Psikiyatrist Yılmazer Açıklaması

Psikiyatrist ve Psikoterapist Evrim Ebru Yılmazer, cinsel tabuların yoğun olduğu ülkemizde, kadınların en çok vajinismus ve cinsel isteksizlik, erkeklerin ise erken boşalma rahatsızlıklarını yaşadıklarını söyledi.

Psikiyatrist Yılmazer Açıklaması
Cinsel istekleri karşılanmayan veya bastırılan kişilerin mutsuz, agresif ve umutsuz insanlar olduğuna dikkat çeken Yılmazer, “Kişinin altta yatan başka bir hastalığı yoksa, cinsel sorunların büyük bölümü cinsel terapi eğitimi olan psikiyatri uzmanları tarafından tedavi edilebilir” dedi.

CİNSELLİĞİ BASTIRILANLAR MUTSUZ
Öfke ve cinselliğin insanın iki temel dürtüsü olduğunu belirten Yılmazer, bu dürtülerden birinin bastırılması durumunda diğerinin palazlandığını, cinsel istek ve arzuları bastırılan kişilerde öfke, alınganlık ve umutsuzluk gelişebildiğini ifade etti.

İzmir’de takip ettiği hastalar üzerinden edindiği tecrübeler hakkında da bilgi veren Yılmazer, “Kadınlarda daha çok vajinusmus, cinsel isteksizlik görülürken, erkeklerde ise en çok erken boşalma rahatsızlığına rastlıyoruz dedi.

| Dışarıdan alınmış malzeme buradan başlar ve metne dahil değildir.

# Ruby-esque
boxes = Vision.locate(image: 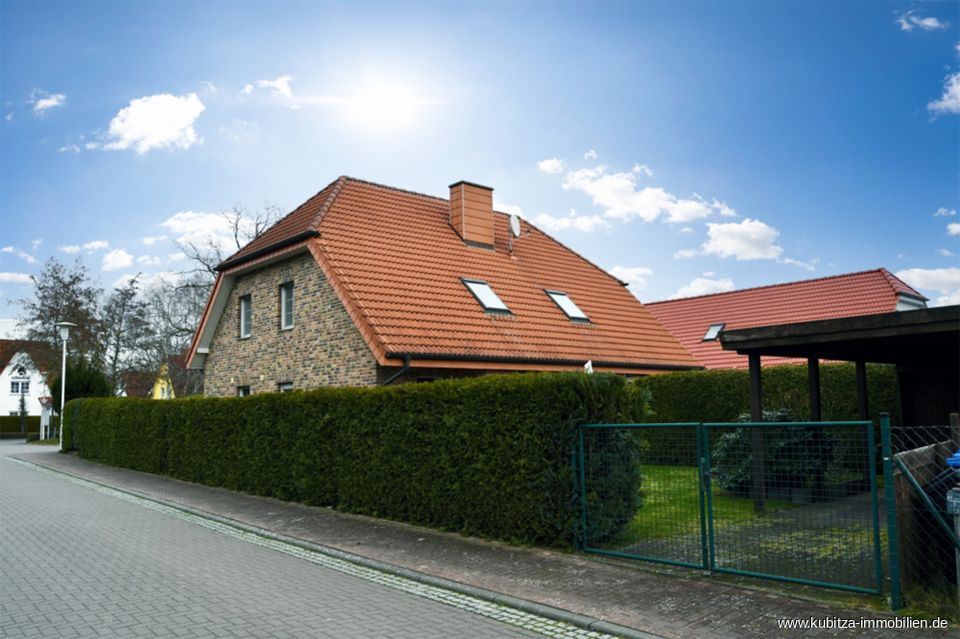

Vajinismus ve erken boşalma daha çok cinsel terapi teknikleri ile çözülürken, cinsel isteksizlik başvurularında psikanalitik yönelimli psikoterapi yöntemi ile çalışmak gerekebilmektedir. Düzenli terapiler ile hastanın yaşadığı içsel karmaşayı anlamaya ve düzenlemeye çalışıyoruz” diye konuştu.

CİNSEL EĞİTİM OKULLARDA VERİLMELİ
Herkesin sağlıklı ve doyumlu bir cinsel hayatı olması gerektiğinin altını çizen Yılmazer, cinselliğin keyif alınması gereken, doğal bir süreç olduğunu belirterek, “Ergenlik döneminde okullarda cinsellik eğitimi verilmeli. Bir ergen cinselliği internetten veya başkalarından öğrenmemeli. Cinselliğin yaşamın doğal ve keyifli bir parçası olduğu bilgisinin sindirilmesi önemlidir. İlk cinsel birleşme deneyimi için en azından ergenlik döneminin bitmesinde yarar var."

ÇİFTLER NEDEN BOŞANIYOR
İzmir’in boşanma sayılarının en fazla olduğu iller arasında geldiğini anlatan Yılmazer, aldatma ve aldatılmanın boşanma nedenleri arasında en başta geldiğini bildirdi. Evliliğin bazı dönemlerinde boşanmanın daha fazla görüldüğünün altını çizen Yılmazer, şunları söyledi: “Aileyi bir sistem olarak değerlendiririz. Aileye yeni bir birey katıldığı zaman, örneğin bebek geldiği zaman, o sistemin dengesi bozulur. Evliliğin ilk yılı, çocuk doğduktan sonraki dönem, emeklilik dönemlerinde ve belirli yıllarda 'evliliğin beşinci, onuncu ve onbeşinci yılları' çiftler arasındaki kriz oranları fazladır. Eğer çiftler birbirleriyle sağlıklı iletişim kurmazlarsa, krizler kaçınılmaz olabiliyor. İnsanlar eskisi kadar sadık, tahamüllü değiller ne yazık ki. İletişim kurmak ve konuşmak, sağlıklı ilişkinin ilk şartıdır. Çiftlerin konuşmadığı, birbirlerini dinlemediği ilişkilerde doğal olarak daha fazla sorunlar yaşanıyor. Yoğun çalışma koşullarında çiftler birbirleri ile iletişime geçmeyi unutuyor. Her şeyi kendi içlerinde yaşamaya başlıyorlar. Uzun süreli ilişkilerde çiftlerin değişimlerinin aynı yönde olabilmesi çok önemli. Türkiye’de pek yok ama Avrupa’da çiftler evlenmeden önce çift terapistine gidiyor ve evliliklerine bir bakış açısı kazandırıyorlar. Türkiye’de hem oturmuş böyle bir bilinç henüz yok hem de çift/aile ve cinsel terapist sayısı çok az. Sağlıklı bir evlilik ve cinsel yaşam için çiftlerin her şeyden önce birbirini anlaması ve birbirinin isteklerine saygı göstermesi, sorun hissettikleri noktada konusunda uzman bir psikiyatristten yardım almaktan çekinmemesi gerekir."